Mark Knopfler

Glasgow Hydro

Graeme Thomson

****

“WHAT can I do?” shrugs Mark Knopfler, explaining his continuing compulsion to tour into his seventieth year. “I’ll just keep showing up until I fall over.” One of the biggest rock stars of the 1980s, Knopfler long ago re-positioned himself as a high end journeyman, a stance underscored by the title of his new album, Down The Road Wherever.

He’s a low-key artisan these days, all trace of flash and swagger excised. It might be considered a failing were Knopfler not so adept at his trade. Throughout this beautifully calibrated two-hour set, he was every inch the poet laureate of the quotidian life, although a song ruminating on the whereabouts of a bacon roll veered dangerously close to self-parody.
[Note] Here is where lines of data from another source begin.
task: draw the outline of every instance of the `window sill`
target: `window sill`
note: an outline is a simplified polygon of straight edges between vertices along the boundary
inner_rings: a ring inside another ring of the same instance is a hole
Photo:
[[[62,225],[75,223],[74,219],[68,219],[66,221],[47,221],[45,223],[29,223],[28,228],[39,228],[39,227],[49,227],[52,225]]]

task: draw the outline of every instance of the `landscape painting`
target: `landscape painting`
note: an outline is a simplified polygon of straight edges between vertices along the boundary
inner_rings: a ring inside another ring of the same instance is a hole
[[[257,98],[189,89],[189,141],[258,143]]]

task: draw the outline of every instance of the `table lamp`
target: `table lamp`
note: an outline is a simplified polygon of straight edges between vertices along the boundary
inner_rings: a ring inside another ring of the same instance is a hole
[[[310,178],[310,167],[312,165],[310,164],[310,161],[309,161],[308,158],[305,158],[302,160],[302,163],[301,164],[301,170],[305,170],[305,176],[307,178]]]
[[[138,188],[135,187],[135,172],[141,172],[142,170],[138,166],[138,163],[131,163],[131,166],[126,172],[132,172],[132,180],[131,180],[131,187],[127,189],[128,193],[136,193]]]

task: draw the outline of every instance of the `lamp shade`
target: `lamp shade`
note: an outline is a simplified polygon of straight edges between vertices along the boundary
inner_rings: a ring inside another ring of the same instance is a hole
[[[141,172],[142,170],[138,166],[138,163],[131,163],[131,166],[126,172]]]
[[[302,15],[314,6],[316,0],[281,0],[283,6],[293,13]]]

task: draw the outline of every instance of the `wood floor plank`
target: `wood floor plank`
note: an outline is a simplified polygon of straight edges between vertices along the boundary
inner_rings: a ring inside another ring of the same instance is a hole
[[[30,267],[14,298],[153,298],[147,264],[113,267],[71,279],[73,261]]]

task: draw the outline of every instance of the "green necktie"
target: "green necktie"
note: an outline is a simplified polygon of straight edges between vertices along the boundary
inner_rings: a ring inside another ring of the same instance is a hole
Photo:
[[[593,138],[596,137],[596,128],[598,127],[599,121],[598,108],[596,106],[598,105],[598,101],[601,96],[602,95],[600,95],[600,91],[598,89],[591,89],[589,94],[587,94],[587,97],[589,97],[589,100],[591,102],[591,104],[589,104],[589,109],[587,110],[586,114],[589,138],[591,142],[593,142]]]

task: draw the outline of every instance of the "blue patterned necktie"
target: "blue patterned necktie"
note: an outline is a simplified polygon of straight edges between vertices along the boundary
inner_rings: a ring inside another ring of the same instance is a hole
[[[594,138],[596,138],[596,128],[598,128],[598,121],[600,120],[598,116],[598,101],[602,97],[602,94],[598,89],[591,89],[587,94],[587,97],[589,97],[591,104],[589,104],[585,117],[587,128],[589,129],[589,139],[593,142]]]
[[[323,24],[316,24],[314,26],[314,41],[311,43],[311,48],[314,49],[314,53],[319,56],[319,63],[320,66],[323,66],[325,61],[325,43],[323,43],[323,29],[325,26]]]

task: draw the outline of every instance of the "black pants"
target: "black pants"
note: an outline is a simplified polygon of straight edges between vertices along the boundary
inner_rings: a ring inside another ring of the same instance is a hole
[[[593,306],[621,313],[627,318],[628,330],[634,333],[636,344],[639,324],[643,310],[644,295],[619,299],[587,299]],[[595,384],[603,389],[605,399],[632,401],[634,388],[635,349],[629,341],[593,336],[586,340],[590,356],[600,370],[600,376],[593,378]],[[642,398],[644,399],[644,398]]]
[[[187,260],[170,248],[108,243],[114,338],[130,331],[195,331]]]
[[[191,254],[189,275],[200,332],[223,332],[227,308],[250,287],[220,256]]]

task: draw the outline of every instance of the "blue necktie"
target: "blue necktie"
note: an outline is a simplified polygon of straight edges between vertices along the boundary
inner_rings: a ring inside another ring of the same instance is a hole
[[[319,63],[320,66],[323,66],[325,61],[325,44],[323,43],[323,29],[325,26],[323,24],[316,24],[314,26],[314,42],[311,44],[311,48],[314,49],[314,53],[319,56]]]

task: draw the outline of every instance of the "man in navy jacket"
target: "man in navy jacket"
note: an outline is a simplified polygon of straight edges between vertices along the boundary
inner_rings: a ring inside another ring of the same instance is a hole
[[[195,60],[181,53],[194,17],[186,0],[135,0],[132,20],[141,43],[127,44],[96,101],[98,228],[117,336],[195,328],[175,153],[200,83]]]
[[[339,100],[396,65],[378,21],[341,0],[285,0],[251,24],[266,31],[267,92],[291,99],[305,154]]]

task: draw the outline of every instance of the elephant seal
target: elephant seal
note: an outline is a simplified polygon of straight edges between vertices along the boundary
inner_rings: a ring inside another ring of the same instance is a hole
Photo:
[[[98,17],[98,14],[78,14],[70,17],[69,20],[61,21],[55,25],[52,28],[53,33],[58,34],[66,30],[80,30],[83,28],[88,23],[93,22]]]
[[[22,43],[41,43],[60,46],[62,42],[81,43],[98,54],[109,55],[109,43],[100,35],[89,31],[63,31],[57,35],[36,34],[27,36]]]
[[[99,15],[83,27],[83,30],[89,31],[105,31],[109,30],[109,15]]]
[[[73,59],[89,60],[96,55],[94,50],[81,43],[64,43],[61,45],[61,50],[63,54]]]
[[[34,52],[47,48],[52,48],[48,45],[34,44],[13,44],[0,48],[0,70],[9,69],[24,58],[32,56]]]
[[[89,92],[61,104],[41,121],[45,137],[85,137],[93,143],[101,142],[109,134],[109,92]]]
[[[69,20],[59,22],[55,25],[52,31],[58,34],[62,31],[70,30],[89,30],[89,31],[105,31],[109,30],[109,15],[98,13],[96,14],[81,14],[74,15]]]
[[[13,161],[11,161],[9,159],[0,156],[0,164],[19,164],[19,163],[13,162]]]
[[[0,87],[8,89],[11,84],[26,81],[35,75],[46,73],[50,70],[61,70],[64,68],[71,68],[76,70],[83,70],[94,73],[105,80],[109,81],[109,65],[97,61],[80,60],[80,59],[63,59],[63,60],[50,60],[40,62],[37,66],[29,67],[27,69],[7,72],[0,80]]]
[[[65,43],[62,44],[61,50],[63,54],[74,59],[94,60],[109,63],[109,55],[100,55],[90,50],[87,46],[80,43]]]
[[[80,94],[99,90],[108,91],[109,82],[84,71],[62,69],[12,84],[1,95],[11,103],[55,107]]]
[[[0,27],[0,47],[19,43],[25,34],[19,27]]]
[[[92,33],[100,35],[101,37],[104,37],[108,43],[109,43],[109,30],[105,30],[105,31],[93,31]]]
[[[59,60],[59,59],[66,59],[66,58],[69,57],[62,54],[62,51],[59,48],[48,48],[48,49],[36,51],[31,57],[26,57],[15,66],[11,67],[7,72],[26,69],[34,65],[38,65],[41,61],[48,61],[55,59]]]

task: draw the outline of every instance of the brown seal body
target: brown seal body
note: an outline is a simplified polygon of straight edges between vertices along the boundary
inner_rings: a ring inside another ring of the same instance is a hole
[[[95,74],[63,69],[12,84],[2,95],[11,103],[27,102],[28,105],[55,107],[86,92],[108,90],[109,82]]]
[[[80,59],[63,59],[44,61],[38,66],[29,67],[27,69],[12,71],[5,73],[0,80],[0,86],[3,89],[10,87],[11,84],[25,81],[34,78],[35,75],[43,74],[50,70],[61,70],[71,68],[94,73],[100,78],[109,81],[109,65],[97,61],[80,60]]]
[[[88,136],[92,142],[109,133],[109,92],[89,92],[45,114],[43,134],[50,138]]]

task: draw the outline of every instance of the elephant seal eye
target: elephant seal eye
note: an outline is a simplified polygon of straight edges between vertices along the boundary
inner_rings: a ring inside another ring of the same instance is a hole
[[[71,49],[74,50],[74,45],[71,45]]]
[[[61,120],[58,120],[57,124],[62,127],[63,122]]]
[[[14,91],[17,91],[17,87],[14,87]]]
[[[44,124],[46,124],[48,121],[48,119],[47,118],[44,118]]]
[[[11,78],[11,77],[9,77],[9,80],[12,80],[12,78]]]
He remained capable of raising fire on greasy rockers like Corned Beef City and Speedway At Nazareth, while Postcards From Paraguay evoked the joyous rhythms of a Rio street party, but folk was the most prominent musical flavour. His superb ten-piece band – including local boy John McCusker on fiddle, penny whistle and pretty much everything else – whipped up a glorious hoedown on Done With Bonaparte, while Knopfler reflected on the teenage “would-be vagabond” of his youth in the moving Matchstick Man, accompanied by uilleann pipes. Never having much of a voice to lose, his conversational murmur complemented the material better than ever, while his guitar playing remained fluid, lyrical and utterly distinctive.

In a set rather shy of Dire Straits classics, the sodium-light blues of Your Latest Trick, a weathered Romeo and Juliet, and a crackling encore of Money For Nothing ensured that past glories were acknowledged, if perhaps slightly dutifully. He ended with Going Home, the whirling theme from Local Hero, before rolling back down the road, seeking another stage, if not the spotlight.